Berdasarkan ayat di atas terdapat tiga ciri ûlûl al-albâb. Pertama, orang-orang yang selalu berzikir (mengingat Allah) kapanpun dan dimanapun serta dalam kondisi apapun. Dia selalu menghadirkan kebesaran Allah dalam setiap gerak langkah bahkan gerak nafasnya. Kedua, adalah orang-orang yang selalu berfikir menggunakan akalnya tentang ciptaan Allah, untuk menemukan kebesaran-Nya. Dengan zikir dan fikirnya menghasilkan kecerdasan spiritual dan emosional sehingga dia menemukan kebesaran Tuhan dan berada dekat dengan-Nya, yang membuat mereka berani menyuarakan kebenaran dengan suara lantang kepada siapapun, kapanpun dan dimanapun. Kebenaran akan selalu mereka katakan tanpa adanya kabut ketakutan yang menyelimuti mereka. Ketiga, adalah orang-orang yang selalu berdo’a menggantungkan harapan kepada Allah Yang Maha Berkuasa. Mereka bukan manusia yang hanya mengandalkan kecerdasan semata, karena mereka juga sadar akan kelemahan dan keterbatasan sebagai manusia. Oleh karena itu, mereka tetap mengharapkan bentuan dan pertolongan Allah atas kesuksesan usaha mereka.
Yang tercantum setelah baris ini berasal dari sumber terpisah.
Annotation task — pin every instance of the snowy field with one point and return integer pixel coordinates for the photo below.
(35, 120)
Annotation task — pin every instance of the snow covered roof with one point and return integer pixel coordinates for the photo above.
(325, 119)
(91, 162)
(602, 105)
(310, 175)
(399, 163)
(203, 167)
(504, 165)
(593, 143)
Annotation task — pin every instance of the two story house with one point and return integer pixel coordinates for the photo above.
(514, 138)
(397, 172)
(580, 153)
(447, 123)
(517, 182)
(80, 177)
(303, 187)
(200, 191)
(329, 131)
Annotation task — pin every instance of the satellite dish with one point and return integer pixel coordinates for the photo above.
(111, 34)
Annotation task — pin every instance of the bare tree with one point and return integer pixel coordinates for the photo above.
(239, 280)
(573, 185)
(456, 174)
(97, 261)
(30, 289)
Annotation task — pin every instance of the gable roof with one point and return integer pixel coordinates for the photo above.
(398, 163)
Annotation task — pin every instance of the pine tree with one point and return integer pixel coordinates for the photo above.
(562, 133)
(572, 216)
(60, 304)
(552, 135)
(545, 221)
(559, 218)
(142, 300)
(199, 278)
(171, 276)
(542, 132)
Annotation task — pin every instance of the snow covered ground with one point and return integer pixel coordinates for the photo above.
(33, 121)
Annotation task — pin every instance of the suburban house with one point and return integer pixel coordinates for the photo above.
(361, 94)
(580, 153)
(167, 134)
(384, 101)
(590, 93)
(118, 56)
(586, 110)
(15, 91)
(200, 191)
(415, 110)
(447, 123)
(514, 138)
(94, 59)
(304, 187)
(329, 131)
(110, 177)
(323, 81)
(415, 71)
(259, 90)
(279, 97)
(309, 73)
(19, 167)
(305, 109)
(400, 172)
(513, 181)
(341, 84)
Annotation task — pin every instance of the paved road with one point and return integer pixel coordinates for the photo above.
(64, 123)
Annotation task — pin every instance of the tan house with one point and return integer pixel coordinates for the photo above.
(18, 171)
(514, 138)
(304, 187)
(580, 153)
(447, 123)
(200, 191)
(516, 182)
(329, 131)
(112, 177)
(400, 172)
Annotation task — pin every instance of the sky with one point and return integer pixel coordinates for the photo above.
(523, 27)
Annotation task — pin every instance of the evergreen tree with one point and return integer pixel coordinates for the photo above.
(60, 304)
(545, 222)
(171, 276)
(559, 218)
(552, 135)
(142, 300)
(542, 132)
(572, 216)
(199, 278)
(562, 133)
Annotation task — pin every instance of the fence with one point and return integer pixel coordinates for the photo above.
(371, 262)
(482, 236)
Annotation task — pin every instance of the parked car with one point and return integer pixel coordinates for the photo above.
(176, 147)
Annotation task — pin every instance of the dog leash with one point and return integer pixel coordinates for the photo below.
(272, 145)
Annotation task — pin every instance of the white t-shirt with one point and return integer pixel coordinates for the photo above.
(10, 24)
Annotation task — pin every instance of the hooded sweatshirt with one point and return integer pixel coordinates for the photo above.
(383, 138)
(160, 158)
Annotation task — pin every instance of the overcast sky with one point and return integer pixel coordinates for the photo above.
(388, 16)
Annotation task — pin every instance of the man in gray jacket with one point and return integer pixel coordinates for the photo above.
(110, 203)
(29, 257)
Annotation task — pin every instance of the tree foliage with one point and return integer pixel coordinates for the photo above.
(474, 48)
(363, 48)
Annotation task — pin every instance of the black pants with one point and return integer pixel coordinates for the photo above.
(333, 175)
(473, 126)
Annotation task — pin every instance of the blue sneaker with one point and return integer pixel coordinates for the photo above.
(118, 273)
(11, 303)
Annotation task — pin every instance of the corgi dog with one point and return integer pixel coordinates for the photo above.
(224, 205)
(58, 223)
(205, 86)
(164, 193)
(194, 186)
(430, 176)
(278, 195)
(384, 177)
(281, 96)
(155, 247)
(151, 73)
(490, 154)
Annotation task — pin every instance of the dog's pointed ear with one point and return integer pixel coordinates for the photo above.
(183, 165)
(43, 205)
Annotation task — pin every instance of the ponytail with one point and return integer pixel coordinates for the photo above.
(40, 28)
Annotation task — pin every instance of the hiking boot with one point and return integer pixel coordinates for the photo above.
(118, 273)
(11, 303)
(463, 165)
Ada hal yang menarik untuk dicermati terkait dengan ungkapan Allah swt mengenai ciri-ciri ûlûl al-albâb. Pertama Allah swt mendahulukan sebutan zikir dari berfikir. Hal itu memberikan arti bahwa ûlûl al-albâb sebagai manusia yang akan menjadi pembela kebenaran adalah orang-orang yang mendahulukan zikir daripada fakir. Sebab, dengan berzikir hati manusia akan memperoleh ketenangan, dan bila ketenangan hati sudah diperoleh maka akal akan bisa dipergunakan dengan baik untuk menemukan kebenaran dan selanjutnya memperjuangkan kebenaran tersebut. Sehingga kebenaran yang diperoleh adalah kebenaran yang dihasilkan dari hati yang tenang, begitu juga perjuangan terhadap kebenaran, dilakukan dengan penuh ketenangan, memakai kepala dingin, tidak emosional dan sebagainya. Sehingga kebenaran yang diperjuangkan dengan cara demikian akan bisa memperoleh kemenangan dan diterima secara universal. Dan yang lebih penting lagi adalah bahwa kebenaran itu diperjuangan demi mengagungkan dan menegakan agama dan kebesaran Allah swt.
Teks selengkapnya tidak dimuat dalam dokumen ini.